Midori menatap ke langit dan tersenyum lalu menoleh ke arah Kenzo. "Kau benar, aku menyukai rembulan purnama di Kyoto. Sepertinya itu membuat suasana menjadi romantis, bukan?" ucapnya.

"Romantis ...?" ucap Kenzo seraya tertawa kecil. Lalu diapun melanjutkan, "Aku tidak keberatan berbagi momen romantis bersamamu, Cantik."

"Hey, bukan itu maksudku ...," sahut Midori dengan kikuk.

"Apa kau sudah punya pacar, Midori?" tanya Kenzo serius sembari menatap sepasang mata biru itu.

"Aku tidak punya pacar. Dan ... tidak berminat untuk berpacaran. Itu agak merepotkan bagiku," jawab Midori sembari mengernyitkan alisnya tidak  nyaman.

"Wow, kau berbeda sekali dengan gadis-gadis yang kukenal. Mereka sepertinya berlomba-lomba untuk memiliki pacar," ujar Kenzo bingung.

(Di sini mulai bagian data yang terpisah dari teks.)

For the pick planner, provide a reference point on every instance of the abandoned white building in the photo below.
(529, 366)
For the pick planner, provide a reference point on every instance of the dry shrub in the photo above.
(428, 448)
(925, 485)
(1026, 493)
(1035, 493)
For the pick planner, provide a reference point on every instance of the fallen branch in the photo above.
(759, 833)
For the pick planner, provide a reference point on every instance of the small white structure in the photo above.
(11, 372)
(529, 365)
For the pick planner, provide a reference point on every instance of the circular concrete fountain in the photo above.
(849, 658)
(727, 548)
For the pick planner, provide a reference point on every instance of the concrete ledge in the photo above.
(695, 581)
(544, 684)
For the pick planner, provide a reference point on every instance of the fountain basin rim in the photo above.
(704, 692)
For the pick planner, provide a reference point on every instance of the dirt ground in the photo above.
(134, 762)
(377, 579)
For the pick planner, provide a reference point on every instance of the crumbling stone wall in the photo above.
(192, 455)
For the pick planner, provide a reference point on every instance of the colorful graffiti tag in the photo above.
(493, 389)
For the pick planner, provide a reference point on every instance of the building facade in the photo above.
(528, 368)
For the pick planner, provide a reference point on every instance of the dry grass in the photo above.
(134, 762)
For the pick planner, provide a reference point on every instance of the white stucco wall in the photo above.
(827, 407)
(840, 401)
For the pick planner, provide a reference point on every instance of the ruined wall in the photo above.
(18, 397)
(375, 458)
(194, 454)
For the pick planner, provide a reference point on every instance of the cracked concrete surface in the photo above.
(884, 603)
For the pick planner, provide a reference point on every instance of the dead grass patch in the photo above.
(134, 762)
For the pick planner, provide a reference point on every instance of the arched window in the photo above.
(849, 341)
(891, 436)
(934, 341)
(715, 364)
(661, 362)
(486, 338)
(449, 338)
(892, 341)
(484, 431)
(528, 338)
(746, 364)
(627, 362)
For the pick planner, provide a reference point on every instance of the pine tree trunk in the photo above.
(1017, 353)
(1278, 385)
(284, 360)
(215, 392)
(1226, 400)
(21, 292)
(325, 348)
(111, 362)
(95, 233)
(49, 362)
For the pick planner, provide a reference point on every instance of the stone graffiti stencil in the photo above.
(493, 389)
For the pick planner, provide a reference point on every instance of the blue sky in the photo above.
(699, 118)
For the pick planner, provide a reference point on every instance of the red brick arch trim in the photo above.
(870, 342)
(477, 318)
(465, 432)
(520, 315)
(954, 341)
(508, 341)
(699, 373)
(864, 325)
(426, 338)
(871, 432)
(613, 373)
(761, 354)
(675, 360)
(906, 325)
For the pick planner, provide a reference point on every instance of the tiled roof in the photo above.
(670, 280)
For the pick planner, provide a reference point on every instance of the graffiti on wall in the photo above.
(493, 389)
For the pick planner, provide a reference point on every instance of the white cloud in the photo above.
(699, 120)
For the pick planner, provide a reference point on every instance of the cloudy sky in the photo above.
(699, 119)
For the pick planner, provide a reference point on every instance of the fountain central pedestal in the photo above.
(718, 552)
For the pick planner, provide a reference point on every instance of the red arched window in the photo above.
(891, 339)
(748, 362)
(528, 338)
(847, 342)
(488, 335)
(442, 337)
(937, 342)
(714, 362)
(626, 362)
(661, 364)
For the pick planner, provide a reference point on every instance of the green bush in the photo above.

"Well, aku berbeda ... aku suka kebebasan, memiliki pacar pasti begitu mengikat. Aku tidak ingin terikat oleh siapapun saat ini," balas Midori sembari menatap langit malam.

Kenzo pun agak kecewa karena gadis incarannya ternyata sekalipun single, memiliki pandangan buruk tentang berpacaran. Bagaimana caranya mengubah pendapat Midori tentang berpacaran?

"Apa kau pernah berpacaran, Midori?" tanya Kenzo dengan nada halus.

Midori menggelengkan kepalanya.

"Mau mencoba menjadi pacarku?" tanya Kenzo lagi sembari tertawa.

"Pacar sehari mungkin ... hahaha," gurau Midori.

"Boleh."

"Kau gila."

"Coba saja ...ayolah, mau?"

Midori terdiam dan belum mau menjawab Kenzo. Dia pun menatap wajah pemuda itu. 

"Baiklah. Pacar sehari." Midori mengulurkan tangan kanannya untuk berjabat tangan dengan Kenzo yang tanpa ragu disambut oleh Kenzo dengan jabatan tangan erat.

"Deal. Pacar sehari." Kenzo pun tersenyum puas.